İstinaf duruşmalarında SEGBİS uygulaması yaygınlaşırsa, yukarıda belirttiğimiz sakıncalar hak ihlali boyutlarına ulaşabilir. Bölge Adliye Mahkemeleri yargı çevrelerinin çok geniş olması, ulaşım, coğrafi koşullar vb. birçok zorluğun istinaf yargılamalarından beklenen faydayı büyük ölçüde gölgelemesi de gerçektir.
İstinaf duruşmasının sonunda verilen kararlar
Bölge Adliye Mahkemesi davayı yeniden gördüğü duruşma sonunda istinaf başvurusunu esastan reddeder veya ilk derece mahkemesi hükmünü kaldırarak yeniden hüküm kurar (CMK 280/2).
Bu hüküm BAM ceza dairesinin kurduğu kendi hükmüdür; diğer bir ifade ile, ilk derece mahkemesi hükmünün düzeltilmiş şekli değildir. Bu nedenle maddede ilk hükmün kaldırılacağı belirtilmiştir.
Sanık lehine istinaf başvurusunda cezayı ağırlaştırma yasağı
İstinaf yolunda “yalnız” sanık lehine başvurulmuşsa, yeniden verilen hükümdeki ceza, önceki hükümdekinden ağır olamaz (CMK “2017-7035” 283).
İstinafa ilişkin hükümde temyizden (CMK 307/4) farklı olarak “yalnız” kelimesine yer verilmemişti. Değişiklikle eksiklik giderilmiştir.
Böylece, ilk derece mahkemesinin hükmüne karşı yapılan istinaf başvurularının hepsi sanık lehine ise, sonuç ceza ağırlaştırılamayacaktır. Buna karşılık, sanık aleyhine bir istinaf başvurusu varsa, cezanın ağırlaştırılması mümkündür. Aynı sonuç, CMK 265 uyarınca Cumhuriyet savcısının sanık lehine yaptığı kanun yolu başvurusu açısından da geçerlidir.
Direnme yasağı
Bölge Adliye Mahkemesi karar ve hükümlerine karşı direnme yasağı getirmiştir (CMK 284). İtiraz ve temyize ilişkin hükümler saklı kalmak kaydıyla, Bölge Adliye Mahkemesi kararlarına karşı herhangi bir kanun yoluna gidilemez.
Buna karşılık Yargıtay‟ın bozma kararlarına karşı BAM ceza dairesinin (ve ilk derece mahkemesinin) direnme hakkı korunmuştur (CMK 307/3).

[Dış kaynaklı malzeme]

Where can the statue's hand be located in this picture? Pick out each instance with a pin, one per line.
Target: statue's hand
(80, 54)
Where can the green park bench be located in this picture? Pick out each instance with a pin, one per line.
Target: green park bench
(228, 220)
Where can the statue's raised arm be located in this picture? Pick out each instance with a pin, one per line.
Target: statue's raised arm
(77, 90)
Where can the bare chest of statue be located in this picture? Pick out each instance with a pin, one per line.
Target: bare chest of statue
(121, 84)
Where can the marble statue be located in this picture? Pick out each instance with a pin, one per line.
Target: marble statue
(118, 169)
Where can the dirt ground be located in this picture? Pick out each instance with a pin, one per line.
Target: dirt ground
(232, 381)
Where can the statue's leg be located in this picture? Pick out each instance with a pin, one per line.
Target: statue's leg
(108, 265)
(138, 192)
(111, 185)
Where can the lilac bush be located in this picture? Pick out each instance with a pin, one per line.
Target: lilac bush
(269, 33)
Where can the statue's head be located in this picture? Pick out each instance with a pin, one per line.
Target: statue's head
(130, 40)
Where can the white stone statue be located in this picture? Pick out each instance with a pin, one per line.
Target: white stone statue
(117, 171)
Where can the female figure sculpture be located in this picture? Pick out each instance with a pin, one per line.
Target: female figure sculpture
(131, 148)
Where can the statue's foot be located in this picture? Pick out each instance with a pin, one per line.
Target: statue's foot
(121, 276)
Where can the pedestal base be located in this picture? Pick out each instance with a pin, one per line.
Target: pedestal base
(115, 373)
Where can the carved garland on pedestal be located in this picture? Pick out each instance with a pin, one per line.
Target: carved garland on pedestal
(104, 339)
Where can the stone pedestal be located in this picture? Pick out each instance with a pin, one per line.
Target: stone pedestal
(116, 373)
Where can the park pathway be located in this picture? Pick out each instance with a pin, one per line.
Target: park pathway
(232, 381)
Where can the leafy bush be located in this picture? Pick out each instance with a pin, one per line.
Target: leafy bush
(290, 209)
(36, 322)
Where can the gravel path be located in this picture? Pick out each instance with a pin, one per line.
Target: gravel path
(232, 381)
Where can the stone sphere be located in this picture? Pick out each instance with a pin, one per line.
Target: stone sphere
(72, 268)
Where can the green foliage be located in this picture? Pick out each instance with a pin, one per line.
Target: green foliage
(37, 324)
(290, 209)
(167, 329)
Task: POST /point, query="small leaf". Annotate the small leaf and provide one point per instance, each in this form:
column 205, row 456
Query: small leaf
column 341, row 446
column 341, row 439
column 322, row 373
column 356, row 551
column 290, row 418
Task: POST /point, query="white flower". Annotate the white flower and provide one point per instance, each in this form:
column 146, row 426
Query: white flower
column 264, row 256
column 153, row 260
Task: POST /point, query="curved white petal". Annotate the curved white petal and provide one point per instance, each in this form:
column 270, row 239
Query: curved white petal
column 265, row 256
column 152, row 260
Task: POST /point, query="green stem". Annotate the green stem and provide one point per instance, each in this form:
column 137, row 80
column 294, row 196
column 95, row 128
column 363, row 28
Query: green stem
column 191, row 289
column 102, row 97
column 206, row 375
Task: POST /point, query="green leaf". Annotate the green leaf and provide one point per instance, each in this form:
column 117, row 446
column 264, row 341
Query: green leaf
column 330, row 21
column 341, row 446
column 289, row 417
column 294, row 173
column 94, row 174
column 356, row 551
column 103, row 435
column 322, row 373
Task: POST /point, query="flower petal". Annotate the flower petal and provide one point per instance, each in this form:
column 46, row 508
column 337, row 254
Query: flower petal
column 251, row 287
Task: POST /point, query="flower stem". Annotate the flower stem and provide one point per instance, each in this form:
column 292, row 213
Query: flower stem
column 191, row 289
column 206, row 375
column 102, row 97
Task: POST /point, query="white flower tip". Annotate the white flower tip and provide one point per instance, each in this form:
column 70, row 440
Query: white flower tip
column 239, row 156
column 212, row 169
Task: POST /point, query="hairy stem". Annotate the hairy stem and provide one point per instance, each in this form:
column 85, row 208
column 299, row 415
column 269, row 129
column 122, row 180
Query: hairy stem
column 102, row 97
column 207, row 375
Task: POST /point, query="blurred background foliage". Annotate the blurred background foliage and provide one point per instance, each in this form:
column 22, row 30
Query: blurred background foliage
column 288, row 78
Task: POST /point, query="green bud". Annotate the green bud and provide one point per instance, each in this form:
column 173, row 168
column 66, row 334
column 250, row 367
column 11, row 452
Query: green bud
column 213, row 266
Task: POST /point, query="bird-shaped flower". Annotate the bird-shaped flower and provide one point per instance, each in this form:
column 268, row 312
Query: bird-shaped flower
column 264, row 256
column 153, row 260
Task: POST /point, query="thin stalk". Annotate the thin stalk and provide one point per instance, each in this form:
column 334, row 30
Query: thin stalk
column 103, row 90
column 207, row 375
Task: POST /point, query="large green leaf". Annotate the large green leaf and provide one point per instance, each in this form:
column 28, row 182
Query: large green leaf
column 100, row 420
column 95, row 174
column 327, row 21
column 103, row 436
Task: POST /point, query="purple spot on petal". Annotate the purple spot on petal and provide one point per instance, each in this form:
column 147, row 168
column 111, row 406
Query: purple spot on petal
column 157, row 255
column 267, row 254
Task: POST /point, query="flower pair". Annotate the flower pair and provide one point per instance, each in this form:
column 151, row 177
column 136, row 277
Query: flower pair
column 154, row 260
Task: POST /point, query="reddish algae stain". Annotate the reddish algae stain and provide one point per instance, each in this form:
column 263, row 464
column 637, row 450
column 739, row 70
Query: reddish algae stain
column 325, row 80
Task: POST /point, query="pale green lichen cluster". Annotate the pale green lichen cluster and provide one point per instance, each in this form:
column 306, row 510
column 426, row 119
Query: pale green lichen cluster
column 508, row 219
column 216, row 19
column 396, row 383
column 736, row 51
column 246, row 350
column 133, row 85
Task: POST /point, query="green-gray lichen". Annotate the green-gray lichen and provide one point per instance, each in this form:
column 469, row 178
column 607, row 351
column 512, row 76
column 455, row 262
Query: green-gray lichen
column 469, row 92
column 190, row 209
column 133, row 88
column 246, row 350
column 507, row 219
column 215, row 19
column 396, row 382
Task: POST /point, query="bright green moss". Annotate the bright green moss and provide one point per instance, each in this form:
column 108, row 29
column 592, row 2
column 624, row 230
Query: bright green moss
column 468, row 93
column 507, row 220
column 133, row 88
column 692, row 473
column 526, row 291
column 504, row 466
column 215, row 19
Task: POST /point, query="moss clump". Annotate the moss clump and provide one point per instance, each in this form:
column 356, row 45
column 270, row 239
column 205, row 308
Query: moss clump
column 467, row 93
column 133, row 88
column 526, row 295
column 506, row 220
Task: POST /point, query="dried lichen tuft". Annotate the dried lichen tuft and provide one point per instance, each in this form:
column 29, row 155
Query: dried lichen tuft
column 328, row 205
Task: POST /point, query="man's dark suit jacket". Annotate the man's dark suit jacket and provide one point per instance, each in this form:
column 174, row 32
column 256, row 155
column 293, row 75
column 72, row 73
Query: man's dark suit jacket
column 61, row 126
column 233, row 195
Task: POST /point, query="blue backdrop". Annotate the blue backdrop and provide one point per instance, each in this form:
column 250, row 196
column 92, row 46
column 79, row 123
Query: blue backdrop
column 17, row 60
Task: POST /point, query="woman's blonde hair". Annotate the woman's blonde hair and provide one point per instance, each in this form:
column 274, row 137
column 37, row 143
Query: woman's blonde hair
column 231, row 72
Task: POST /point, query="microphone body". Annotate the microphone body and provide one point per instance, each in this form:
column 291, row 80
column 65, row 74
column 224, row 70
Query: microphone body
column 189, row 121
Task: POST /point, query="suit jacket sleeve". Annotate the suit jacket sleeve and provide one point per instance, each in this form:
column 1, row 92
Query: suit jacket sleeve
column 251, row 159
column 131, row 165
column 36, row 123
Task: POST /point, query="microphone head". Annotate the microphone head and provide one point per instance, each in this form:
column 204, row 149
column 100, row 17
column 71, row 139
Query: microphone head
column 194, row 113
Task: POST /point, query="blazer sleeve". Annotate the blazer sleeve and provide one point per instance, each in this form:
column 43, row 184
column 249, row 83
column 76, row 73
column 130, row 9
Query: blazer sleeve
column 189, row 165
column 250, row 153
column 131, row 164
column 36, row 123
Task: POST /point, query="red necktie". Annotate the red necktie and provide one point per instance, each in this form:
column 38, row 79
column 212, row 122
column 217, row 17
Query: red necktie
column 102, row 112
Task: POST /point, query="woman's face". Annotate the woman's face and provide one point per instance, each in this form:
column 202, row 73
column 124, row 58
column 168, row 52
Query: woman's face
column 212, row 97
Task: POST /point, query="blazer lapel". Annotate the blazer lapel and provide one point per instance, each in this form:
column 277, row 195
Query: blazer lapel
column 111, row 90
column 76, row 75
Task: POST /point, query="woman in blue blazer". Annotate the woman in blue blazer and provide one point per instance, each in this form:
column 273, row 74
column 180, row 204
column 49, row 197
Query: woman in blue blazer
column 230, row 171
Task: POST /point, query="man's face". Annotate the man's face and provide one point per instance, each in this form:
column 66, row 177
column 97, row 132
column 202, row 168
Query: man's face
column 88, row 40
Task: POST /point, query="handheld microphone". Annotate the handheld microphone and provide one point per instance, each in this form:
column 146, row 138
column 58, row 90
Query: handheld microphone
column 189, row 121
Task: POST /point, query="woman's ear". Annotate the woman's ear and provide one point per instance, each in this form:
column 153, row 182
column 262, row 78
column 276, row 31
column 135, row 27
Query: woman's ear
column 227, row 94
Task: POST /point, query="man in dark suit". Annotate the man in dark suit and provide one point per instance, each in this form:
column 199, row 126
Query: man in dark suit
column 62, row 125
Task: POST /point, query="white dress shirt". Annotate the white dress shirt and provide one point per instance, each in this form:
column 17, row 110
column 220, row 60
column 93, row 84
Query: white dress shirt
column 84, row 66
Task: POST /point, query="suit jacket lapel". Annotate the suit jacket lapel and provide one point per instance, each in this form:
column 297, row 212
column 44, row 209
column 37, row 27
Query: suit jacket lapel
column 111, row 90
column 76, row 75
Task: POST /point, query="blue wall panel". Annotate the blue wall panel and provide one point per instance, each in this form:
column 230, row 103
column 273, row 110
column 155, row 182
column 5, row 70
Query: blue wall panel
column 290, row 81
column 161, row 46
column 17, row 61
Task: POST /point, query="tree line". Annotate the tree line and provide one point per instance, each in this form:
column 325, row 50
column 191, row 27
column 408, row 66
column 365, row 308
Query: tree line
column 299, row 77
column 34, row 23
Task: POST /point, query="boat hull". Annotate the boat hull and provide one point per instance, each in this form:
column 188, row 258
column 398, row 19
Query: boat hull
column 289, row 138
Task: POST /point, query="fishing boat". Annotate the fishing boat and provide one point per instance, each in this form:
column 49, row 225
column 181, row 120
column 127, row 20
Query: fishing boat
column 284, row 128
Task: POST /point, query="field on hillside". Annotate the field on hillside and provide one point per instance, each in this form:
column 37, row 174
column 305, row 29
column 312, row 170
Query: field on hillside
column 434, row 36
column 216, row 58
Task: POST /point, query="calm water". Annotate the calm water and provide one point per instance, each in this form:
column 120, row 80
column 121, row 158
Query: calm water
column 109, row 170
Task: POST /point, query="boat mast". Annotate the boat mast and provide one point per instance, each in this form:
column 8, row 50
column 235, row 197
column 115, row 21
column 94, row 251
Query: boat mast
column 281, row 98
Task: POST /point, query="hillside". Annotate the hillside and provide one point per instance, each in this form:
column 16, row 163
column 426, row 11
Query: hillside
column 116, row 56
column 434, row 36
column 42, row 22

BAM Cumhuriyet Başsavcılığının itiraz yetkisi
BAM ceza dairesi tarafından verilen ve temyiz yolu kapalı olduğu için kesinleşen hükümlerde hata bulunduğu sonradan fark edilirse, bu kararlara karşı olağan üstü kanun yolları uygulanamıyordu. CMK 308 Yargıtay daireleri tarafından verilen kararları kapsadığı için, sadece CMK 272/2 uyarınca verildiği sırada kesin olan kararlara karşı CMK 309/1 uygulanabiliyordu.
Uygulamacıların yoğun isteği üzerine 2017-7035 sayılı Kanunla CMK 308/A madde eklendi. Buna göre, BAM ceza dairelerinin kesin nitelikteki kararlarına karşı BAM Cumhuriyet Başsavcılığı, re‟sen veya istem üzerine, kararın kendisine verildiği tarihten itibaren otuz gün içinde kararı veren daireye itiraz edebilir. Sanığın lehine itirazda süre aranmaz.
Daire bu itiraz üzerine mümkün olan en kısa sürede itirazı inceler ve yerinde görürse, kararını düzeltir, aksi halde itirazı reddeder. İtirazın reddi kararı kesindir (CMK 308/A).